Выбрать главу

– Голубоглазый! Вот примета! – говорил Слава. – Ну бабы – куры! Сколько здесь голубоглазых! Еще подъедет на склоне какой-нибудь бугай… голубоглазый… привет вам от тети! Теперь только и оглядывайся. Я вообще этого очень не люблю – иметь дело с мужьями, как с настоящими, так и с бывшими. Но Борька, Борька-то подлец! Руки чуть не ломал!

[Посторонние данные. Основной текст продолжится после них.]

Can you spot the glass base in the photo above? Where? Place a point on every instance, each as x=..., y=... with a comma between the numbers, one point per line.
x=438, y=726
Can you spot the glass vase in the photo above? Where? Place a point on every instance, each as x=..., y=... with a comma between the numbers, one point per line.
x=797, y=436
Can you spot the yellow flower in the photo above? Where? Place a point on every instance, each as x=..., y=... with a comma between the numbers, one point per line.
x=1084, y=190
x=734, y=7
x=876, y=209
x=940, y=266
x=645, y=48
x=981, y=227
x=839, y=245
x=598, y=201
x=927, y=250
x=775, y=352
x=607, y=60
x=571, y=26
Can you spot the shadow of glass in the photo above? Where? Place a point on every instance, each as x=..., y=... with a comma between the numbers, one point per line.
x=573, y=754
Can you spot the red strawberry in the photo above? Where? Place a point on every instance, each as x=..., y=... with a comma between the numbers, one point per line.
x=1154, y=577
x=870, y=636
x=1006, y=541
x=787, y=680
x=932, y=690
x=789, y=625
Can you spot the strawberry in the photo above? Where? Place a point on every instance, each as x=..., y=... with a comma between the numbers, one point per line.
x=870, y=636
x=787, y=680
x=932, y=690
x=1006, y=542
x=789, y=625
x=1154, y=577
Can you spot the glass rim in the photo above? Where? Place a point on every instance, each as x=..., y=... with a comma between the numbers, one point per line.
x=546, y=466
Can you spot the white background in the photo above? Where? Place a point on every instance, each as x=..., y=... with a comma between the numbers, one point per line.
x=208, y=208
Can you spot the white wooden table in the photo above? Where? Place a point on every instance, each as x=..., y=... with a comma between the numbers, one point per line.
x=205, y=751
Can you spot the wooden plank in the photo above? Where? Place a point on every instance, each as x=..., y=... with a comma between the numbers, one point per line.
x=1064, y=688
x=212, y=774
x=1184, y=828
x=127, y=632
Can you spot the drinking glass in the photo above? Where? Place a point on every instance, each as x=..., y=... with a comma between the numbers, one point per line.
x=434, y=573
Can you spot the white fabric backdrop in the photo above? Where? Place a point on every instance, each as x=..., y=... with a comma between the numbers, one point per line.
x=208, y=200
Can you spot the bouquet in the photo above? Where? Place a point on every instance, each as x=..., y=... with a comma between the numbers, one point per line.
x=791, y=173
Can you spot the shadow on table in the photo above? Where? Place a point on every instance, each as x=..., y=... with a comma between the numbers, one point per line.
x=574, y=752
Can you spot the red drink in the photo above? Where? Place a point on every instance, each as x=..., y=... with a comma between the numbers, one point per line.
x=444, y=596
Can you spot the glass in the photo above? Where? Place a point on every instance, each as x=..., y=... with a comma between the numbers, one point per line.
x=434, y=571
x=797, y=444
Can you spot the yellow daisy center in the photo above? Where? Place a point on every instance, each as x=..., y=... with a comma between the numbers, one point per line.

– Он же выполнял инструкции, – сказал я. Мы шли по дороге, окаймленной высокими соснами и по всем правилам классической композиции заканчивающейся заснеженной вершиной. На большой высоте дорогу пересекал самолет, за которым тянулась сверкающая нитка инверсионного следа. Меня томил этот путь, я стал думать о самолете, о его марке, о том, как пилот сейчас, сидя верхом на этой жуткой турбине, сверяет курсовые, поглядывает на показатель числа Маха, как на аэродроме, уже совершенно весеннем, у каких-то сборно-щитовых домиков, где шифер нагревается к вечеру, а степной горизонт дрожит в токах восходящего от нагретой земли воздуха… есть окошко с занавеской, и вот там есть медсестра в поликлинике… она сейчас принимает бального… и знает, что ее муж… ну, предположим, не муж, а жених сейчас в полете… А, ерунда какая!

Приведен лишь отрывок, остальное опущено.